Nearly eight years after the NTSB’s first recommendation, the majority of states have not conducted a bridge-ship collision survey. In fact, states that go ahead and perform the work aren’t even required to inform the FHWA.

“Unfortunately, it usually takes a bridge collapse before a (state) DOT gets serious about it,” Knott said. “States that have never experienced this often act as if it can never happen here.”

Louisiana is one of the few states that has done a comprehensive survey. State highway officials looked at the state’s 200 major bridges over waterways and concluded that 56 needed to be more closely examined, according to Tony Ducote, a bridge engineer administrator for the Louisiana Department of Transportation and Development.

Two private companies were hired to do an in-depth analysis of each bridge. The total survey cost about $2 million, according to Ducote. Many of the bridges just needed small improvements, such as new lighting or new buoys in the waterways. The state decided that one bridge needed a $4 million retrofit to protect it from ships. As a result of the survey, some bridges were also moved higher up on the state’s replacement list.

The difficulty is that it can cost 50 percent or more of the original bridge’s cost just to renovate it for ship-bridge collisions, Ducote said. “That gives you an idea of the problems that the DOTs are faced with on this issue,” he said. But the survey was worth it. “We still feel that it gave us a tremendous advantage to identify these bridges,” he said. “Doing absolutely nothing is probably not the best course of action.”

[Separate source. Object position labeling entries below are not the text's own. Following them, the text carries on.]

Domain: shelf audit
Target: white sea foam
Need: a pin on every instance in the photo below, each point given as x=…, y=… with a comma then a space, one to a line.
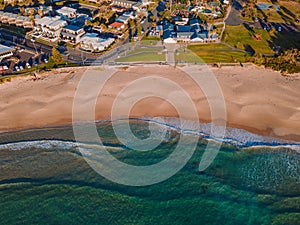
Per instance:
x=237, y=137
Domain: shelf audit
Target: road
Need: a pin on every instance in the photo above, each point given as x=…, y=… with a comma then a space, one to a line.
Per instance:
x=233, y=17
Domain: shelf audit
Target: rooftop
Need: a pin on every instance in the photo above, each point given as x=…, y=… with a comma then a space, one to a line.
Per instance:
x=4, y=49
x=72, y=27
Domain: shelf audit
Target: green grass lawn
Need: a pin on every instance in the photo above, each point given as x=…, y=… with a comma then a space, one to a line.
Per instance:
x=211, y=53
x=287, y=13
x=143, y=55
x=149, y=40
x=240, y=37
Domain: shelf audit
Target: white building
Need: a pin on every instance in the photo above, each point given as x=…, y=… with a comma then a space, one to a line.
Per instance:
x=72, y=33
x=5, y=52
x=14, y=19
x=66, y=12
x=49, y=27
x=91, y=42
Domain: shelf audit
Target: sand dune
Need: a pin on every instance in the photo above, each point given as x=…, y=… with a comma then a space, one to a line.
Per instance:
x=258, y=100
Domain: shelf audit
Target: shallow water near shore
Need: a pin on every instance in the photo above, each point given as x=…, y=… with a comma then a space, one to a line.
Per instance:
x=45, y=180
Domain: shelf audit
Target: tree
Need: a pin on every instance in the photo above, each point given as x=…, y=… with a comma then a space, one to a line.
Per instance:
x=56, y=56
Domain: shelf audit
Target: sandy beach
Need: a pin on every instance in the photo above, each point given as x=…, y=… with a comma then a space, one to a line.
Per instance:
x=257, y=100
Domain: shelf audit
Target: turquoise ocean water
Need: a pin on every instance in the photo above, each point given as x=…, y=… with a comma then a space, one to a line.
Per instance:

Florida also does frequent surveys, although it’s not state policy, according to Bollmann. The state transportation department, working with the University of Florida, invented a computer program that helps engineers analyze bridges if the structures are hit by vessels. With that program and a copy of the bridge plans, Bollmann said he could do a risk analysis on a bridge in 10 days. And the state of Florida is now replacing the St. George’s Island bridge primarily because it was considered too big a risk for ship collision, he said.

Bridges in poor condition

Part of the problem is that so many of the nation’s bridges are in bad shape. About 28 percent of them were considered either structurally deficient or functionally obsolete as of December 2001, according to the FHWA. Although $3.5 billion a year is spent on bridges, there are still thousands of them that need replacement.

The NTSB is acutely aware of the problem. States “have a monumental task ahead of them to keep bridges from falling down of their own accord, much less from being hit by a waterborne force,” said Michelle McMurty, a project manager in the NTSB’s Office of Highway Safety. “We just want bridge risk assessment to be part of the picture.”

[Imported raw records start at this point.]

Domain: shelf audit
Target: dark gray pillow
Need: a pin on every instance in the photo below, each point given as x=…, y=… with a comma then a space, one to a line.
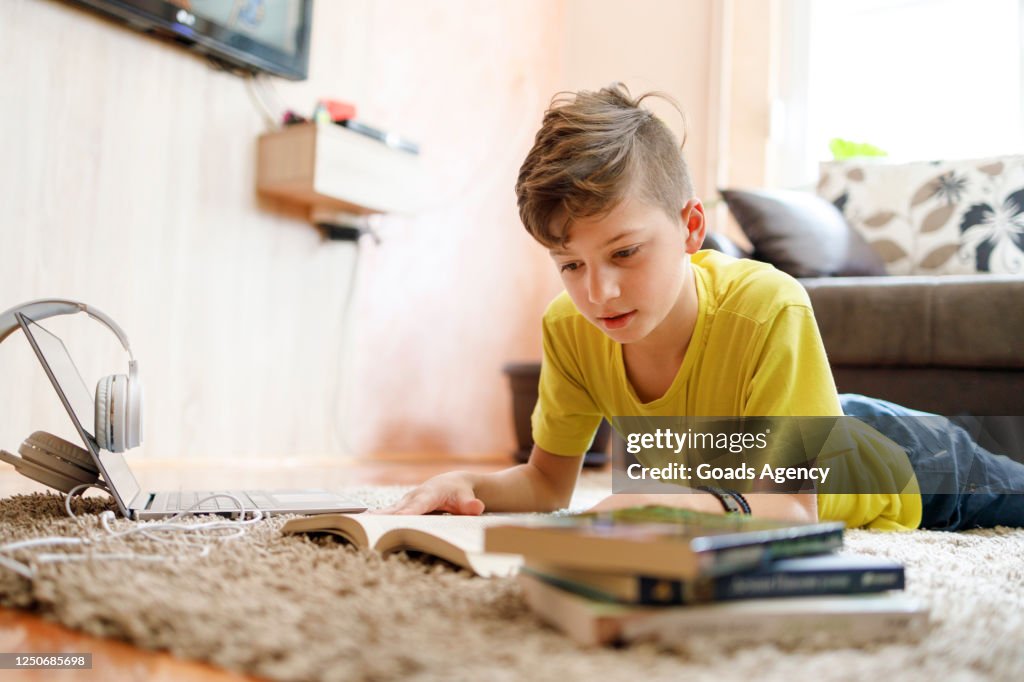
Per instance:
x=801, y=233
x=719, y=242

A further complication is that no one agency is responsible for bridges. Most are owned by state or county governments, which maintain the structures. The Coast Guard oversees all bridges, issues permits for new ones and regulates all navigation signals on and around them. The Army Corps of Engineers maintains many of the nation’s waterways.

“Bridge safety could be better if all the parties involved could talk to each other without all these jurisdictional boundaries,” Knott said.

Although a national survey would be difficult, it would not be unprecedented. Right now, the FHWA requires every state to check bridges over waterways for problems with scour, the erosion around bridge piers caused by the current. The program began after the 1987 collapse of the I-90 bridge over Schoharie Creek in New York state, which killed 10 people.

Engineers realize that every bridge at risk of collapse cannot be replaced. That would be much too expensive. “An assessment will at least allow you to prioritize the worst offenders — you can’t deal with all of them,” Knott said.

Another challenge may also be the difficulty our society has in making decisions about risk. When Knott does risk assessments of bridges, he can predict how many people would be killed if that bridge collapsed, and he attempts to assign a monetary value to those deaths. Clients ask him to keep that information out of his reports.

“We as a society are not ready to talk about risk in terms of lives being lost,” Knott said. “Politicians don’t want to talk about it, and engineers don’t want to talk about it, so we just keep it out.”